Since 2020, Sanctuary has been collating information on the proposed Etalin Hydro Electric Project, and providing a platform to experts and stakeholders who have raised legitimate concerns about the project. We welcome you to visit the Save Dibang Valley FAQs page to learn more about this biodiversity hotspot, its stewards, and the threats it faces. Additional information and links can be found on the Etalin Campaign Tool Kit page.  

In the book Sacrificing People: Invasions of a Tribal Landscape, anthropologist Felix Padel touches upon “developmental displacement” and the systems of exploitation that silence and displace indigenous voices. He writes:

“When tribal people are displaced by dams, mines and factories, they are invariably promised a better life, even though their standard of living invariable drops drastically in every dimension. Sometimes though, when tribal people are displaced by industry, their loss of homes, land and community are described more frankly in terms of a sacrifice these people are making – the ‘price of progress’.”

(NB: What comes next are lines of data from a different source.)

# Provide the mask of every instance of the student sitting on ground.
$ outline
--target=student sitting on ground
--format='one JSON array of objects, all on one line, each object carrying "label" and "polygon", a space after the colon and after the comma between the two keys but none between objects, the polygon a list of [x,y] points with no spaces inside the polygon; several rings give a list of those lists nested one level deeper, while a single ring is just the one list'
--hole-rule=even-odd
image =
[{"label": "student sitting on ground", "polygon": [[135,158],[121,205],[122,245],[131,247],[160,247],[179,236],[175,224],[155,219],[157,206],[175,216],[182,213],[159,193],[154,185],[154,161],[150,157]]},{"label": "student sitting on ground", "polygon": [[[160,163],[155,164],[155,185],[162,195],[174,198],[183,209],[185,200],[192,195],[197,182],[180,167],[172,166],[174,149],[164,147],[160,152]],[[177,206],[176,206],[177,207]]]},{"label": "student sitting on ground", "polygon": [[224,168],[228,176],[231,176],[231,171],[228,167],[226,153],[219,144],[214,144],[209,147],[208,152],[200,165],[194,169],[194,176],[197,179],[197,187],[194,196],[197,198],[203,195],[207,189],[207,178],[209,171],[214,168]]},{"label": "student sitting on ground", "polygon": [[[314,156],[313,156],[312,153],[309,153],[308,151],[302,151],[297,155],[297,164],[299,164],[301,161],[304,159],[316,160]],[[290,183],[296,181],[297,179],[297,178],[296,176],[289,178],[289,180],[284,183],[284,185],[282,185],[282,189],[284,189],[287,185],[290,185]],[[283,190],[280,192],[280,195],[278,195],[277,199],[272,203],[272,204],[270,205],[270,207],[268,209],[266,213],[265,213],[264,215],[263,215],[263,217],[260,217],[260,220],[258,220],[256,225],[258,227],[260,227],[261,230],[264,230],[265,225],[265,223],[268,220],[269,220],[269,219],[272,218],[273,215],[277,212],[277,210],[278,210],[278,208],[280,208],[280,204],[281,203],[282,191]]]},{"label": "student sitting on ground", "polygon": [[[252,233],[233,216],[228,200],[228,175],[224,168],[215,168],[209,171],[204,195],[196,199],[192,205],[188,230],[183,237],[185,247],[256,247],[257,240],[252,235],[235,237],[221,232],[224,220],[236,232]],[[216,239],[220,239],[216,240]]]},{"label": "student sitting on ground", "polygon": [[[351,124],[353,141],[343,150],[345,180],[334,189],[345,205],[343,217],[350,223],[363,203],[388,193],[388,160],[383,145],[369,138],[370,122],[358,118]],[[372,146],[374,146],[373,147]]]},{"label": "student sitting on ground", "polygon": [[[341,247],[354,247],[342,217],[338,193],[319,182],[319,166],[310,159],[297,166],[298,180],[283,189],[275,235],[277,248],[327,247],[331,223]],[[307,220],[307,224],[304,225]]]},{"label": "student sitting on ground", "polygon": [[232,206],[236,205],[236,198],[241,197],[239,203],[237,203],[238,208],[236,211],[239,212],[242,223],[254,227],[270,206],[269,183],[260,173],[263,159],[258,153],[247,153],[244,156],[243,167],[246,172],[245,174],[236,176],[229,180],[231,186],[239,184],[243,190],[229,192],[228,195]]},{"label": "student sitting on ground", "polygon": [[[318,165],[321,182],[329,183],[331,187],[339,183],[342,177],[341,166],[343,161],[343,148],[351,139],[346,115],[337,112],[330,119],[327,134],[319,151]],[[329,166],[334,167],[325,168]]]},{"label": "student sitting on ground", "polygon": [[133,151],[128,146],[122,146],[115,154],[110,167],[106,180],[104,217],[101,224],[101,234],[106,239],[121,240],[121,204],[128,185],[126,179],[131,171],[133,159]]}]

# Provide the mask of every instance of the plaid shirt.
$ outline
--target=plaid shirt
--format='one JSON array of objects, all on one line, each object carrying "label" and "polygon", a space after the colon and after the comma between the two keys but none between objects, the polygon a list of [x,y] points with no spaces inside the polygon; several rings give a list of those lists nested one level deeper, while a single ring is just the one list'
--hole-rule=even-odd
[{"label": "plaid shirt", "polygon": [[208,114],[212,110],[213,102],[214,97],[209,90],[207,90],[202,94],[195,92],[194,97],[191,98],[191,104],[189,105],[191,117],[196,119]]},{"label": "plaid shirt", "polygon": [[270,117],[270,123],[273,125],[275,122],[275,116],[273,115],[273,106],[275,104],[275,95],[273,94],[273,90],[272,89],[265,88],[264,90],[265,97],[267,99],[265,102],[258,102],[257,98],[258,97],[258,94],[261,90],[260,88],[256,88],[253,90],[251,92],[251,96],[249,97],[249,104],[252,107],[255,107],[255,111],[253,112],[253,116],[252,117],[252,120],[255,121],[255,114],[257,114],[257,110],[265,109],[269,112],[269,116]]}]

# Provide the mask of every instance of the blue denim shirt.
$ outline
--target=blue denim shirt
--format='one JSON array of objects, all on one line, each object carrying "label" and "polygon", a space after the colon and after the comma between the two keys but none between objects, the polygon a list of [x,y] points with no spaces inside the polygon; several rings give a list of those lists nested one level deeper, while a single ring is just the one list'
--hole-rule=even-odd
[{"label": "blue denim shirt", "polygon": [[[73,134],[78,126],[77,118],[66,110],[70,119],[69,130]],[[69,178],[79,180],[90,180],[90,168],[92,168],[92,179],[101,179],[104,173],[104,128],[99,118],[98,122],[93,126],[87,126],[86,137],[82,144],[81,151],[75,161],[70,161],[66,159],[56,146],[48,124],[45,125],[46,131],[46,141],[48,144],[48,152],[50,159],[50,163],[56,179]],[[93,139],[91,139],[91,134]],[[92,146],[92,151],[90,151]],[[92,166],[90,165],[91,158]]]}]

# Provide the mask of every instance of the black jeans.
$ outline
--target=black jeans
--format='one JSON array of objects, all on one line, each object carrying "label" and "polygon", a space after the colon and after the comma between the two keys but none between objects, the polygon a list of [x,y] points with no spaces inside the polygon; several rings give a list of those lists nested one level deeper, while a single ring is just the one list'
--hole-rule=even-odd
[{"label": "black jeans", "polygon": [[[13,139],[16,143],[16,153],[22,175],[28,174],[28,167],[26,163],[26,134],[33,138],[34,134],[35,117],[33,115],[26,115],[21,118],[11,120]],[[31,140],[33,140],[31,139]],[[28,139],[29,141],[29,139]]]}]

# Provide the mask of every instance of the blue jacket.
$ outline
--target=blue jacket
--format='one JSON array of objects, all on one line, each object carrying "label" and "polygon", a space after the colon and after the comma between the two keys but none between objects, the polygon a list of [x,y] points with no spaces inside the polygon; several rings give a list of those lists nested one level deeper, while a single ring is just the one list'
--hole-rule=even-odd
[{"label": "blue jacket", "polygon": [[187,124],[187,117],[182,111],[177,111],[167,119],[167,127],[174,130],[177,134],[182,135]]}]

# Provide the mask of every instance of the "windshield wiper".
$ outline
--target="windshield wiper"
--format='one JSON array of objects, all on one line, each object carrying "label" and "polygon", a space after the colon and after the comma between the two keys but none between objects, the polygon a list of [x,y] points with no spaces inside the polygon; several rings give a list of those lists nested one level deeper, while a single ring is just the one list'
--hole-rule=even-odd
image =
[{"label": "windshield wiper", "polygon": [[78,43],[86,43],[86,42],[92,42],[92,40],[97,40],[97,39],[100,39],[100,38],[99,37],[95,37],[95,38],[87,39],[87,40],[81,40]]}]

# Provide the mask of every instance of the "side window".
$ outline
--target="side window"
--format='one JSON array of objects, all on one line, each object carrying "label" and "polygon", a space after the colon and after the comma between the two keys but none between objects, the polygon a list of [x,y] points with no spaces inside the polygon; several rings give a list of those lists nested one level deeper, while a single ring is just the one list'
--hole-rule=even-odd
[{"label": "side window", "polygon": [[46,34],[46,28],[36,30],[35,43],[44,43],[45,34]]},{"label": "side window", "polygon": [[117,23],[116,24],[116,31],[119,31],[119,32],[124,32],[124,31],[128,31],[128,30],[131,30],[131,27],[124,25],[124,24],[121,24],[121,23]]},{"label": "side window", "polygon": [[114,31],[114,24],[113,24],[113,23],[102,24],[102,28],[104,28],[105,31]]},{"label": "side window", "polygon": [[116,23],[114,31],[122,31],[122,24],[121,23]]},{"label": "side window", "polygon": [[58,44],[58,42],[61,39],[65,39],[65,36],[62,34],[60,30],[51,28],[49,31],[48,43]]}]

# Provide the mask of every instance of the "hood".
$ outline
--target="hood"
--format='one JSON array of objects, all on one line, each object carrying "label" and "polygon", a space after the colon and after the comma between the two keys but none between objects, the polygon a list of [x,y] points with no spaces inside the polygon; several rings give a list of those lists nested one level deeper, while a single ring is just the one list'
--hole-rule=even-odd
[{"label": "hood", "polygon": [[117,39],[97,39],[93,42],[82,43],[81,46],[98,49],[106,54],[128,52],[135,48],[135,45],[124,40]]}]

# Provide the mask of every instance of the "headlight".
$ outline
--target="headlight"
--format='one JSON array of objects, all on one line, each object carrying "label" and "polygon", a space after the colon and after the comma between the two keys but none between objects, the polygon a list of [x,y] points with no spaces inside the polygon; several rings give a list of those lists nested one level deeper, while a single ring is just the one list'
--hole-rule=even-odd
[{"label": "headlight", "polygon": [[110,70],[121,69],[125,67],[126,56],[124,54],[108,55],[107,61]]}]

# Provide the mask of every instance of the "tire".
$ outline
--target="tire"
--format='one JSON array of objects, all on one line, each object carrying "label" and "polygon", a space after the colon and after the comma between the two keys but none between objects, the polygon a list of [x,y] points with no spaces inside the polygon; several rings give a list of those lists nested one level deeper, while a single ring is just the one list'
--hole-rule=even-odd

The public meeting held in Roing this June allowed community members to give voice to their concerns and weigh in on a project that will directly impact their land, lives and culture. The majority of participants at this meeting have made it clear that they do not wish to pay this “price of progress” and called for a new understanding of such terms.

Whether their voices have been heeded by the FAC remains to be seen.